Thanks to all who’ve been weighing in on my mercurial posts– the poems and the rants and things in between.

This is an informal update.  This morning when I tried to pick up the threads of my novel, the last section of The Rose of Scylla, a spin off of my memoir, I drew blanks like crazy.  But I forged on, aimlessly writing chit chat dialogue until my character got bored and stirred up a little more trouble– the whole book is about her penchant for trouble.

I revised the pitch/hook for the novel and posted it on Meg Waite Clayton’s group on She Writes, where a grand total of forty people have posted their plot lines.  Amazing books in the wings.

I checked on the group I moderate, Poets on She Writes and caught up on a few comments on my work.  I read a few blog posts– one from a blogger turned published writer in less than a year who created an online frenzy over her book as if it were a best seller–including a “launch party” on Twitter,  and attracted the attention of a number of agents who vied for it!  Some sneaky strategy.

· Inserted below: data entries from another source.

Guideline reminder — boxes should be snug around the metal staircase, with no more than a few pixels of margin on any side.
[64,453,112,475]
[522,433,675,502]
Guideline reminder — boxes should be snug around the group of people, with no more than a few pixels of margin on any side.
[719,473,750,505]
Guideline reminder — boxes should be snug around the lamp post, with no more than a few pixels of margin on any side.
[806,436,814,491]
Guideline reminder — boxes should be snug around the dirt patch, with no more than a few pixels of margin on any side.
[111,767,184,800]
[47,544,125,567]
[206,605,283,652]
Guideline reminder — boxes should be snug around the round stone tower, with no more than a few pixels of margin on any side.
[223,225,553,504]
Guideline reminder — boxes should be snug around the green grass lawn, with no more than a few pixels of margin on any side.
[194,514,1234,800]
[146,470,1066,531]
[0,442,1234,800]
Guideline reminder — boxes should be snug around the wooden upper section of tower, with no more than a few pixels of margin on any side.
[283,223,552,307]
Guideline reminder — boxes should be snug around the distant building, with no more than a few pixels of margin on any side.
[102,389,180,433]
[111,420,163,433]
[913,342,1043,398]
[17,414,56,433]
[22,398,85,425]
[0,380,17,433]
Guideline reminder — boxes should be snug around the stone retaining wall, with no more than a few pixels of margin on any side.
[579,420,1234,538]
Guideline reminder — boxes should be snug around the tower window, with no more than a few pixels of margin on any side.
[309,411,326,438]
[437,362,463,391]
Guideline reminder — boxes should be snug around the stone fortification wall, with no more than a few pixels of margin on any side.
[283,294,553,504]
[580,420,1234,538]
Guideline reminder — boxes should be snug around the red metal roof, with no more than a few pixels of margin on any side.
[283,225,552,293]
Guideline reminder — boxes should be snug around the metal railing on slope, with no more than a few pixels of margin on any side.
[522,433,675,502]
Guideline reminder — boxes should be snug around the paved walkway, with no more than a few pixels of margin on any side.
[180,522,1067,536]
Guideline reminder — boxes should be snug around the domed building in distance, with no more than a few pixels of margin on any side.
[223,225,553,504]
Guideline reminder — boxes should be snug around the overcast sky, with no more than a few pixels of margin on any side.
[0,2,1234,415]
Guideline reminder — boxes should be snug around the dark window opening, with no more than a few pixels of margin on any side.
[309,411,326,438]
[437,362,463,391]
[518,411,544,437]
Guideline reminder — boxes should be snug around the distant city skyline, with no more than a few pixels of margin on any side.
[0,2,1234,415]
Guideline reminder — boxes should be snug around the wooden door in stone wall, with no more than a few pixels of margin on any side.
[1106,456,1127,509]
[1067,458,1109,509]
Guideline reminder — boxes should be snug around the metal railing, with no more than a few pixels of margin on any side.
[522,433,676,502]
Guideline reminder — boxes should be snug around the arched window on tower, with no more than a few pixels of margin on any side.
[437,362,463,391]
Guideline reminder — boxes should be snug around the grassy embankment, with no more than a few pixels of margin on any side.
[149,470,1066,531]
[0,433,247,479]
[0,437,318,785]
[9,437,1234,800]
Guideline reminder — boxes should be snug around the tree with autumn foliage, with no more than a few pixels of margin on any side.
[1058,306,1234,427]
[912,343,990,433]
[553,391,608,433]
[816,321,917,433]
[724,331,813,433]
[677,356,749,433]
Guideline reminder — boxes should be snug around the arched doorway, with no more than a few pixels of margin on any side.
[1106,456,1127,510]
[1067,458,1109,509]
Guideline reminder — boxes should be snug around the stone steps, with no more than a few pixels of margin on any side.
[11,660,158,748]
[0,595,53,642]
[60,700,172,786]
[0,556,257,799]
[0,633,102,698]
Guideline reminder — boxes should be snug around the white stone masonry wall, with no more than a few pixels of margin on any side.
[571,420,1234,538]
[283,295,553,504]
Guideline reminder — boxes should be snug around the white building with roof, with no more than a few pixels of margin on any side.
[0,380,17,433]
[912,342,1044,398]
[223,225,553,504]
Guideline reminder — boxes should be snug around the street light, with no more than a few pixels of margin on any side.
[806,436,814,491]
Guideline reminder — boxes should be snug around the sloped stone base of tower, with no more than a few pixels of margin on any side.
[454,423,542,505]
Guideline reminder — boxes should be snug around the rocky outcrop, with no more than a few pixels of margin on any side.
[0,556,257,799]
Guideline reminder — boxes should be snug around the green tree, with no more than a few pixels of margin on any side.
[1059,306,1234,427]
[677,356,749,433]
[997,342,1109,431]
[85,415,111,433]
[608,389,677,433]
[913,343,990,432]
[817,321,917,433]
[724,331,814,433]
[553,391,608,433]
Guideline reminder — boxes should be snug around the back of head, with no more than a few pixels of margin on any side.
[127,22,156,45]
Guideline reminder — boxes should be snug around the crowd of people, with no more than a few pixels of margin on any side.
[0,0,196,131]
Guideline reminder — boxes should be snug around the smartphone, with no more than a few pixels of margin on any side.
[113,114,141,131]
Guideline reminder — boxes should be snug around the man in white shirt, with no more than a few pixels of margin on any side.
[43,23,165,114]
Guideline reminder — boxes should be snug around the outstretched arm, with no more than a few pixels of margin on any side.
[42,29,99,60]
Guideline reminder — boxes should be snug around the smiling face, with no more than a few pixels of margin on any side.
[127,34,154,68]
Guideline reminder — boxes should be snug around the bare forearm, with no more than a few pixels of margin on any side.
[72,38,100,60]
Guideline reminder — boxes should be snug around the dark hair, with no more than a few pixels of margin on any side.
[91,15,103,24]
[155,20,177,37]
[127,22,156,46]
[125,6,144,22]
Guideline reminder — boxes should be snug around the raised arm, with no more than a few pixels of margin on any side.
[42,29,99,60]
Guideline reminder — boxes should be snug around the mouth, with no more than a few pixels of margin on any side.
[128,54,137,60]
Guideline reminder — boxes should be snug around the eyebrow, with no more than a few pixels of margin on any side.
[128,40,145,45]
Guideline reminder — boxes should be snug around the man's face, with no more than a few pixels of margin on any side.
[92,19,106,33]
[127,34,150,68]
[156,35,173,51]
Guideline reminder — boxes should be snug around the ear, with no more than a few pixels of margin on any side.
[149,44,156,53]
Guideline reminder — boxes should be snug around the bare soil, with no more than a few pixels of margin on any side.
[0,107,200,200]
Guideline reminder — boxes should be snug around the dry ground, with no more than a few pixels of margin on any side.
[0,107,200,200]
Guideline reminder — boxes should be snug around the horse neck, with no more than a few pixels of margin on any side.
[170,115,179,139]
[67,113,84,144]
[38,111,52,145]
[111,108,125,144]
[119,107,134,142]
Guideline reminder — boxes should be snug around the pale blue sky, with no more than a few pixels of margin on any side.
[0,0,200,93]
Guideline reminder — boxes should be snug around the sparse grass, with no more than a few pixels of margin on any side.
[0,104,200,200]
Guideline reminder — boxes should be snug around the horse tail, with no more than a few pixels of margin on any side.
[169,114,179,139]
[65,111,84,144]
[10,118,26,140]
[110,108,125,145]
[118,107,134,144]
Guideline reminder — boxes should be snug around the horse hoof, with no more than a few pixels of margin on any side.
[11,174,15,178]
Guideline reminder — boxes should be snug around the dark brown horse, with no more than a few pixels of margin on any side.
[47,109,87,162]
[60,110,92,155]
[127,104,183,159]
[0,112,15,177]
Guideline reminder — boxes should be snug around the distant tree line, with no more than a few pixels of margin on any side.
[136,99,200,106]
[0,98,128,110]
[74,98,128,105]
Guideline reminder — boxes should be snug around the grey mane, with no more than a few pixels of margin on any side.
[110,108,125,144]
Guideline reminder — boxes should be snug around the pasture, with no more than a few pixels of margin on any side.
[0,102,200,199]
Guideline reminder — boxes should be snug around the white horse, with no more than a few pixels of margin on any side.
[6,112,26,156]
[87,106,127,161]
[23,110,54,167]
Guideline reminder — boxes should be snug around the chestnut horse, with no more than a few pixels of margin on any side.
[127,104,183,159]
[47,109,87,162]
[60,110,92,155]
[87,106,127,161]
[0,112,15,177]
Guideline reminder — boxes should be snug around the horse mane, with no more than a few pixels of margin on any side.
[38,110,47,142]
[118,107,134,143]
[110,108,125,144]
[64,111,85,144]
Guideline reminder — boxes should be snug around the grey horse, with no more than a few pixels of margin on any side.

She had shopped the book to a horde of agents, given up and published it herself and then marketed it as per the aforementioned.  Amazing.  Her advice:  don’t give up, no matter what.

I’m someone who has often capitulated to the “what’s the use” voice and even though we each write alone, we are not alone in our anxieties and small victories….I do believe in the memoir I completed and in this novel.

The manuscript of poetry is a different can of worms.  I’m just going to gather myself and the mss I’ve stewed over for months and when some of the small presses begin reading again, use the electronic submission form and hit send.

Then, I worked on the query for the memoir and once more scared myself into not sending it out just yet.  A wonderful friend is going to read it and I’m waiting to hear from one of the principals and how she feels about all of the words I necessarily put in her mouth in writing about the summer of 1973….

Finally, I was tired, spent, dragged out and hungry.  Morning’s elated creativity has given way to an attack of hypoglycemia and the need to rest my eyes.  While I rest I listen to the political machinations on MSNBC…..

Finally, a favorite part of the day– to go out to the country and accomplish small tasks and take care of the cats and dogs  in and around singing, doodling, daydreaming and writing or revising my poetry, saving to the thumb drive, a late night chat, and home.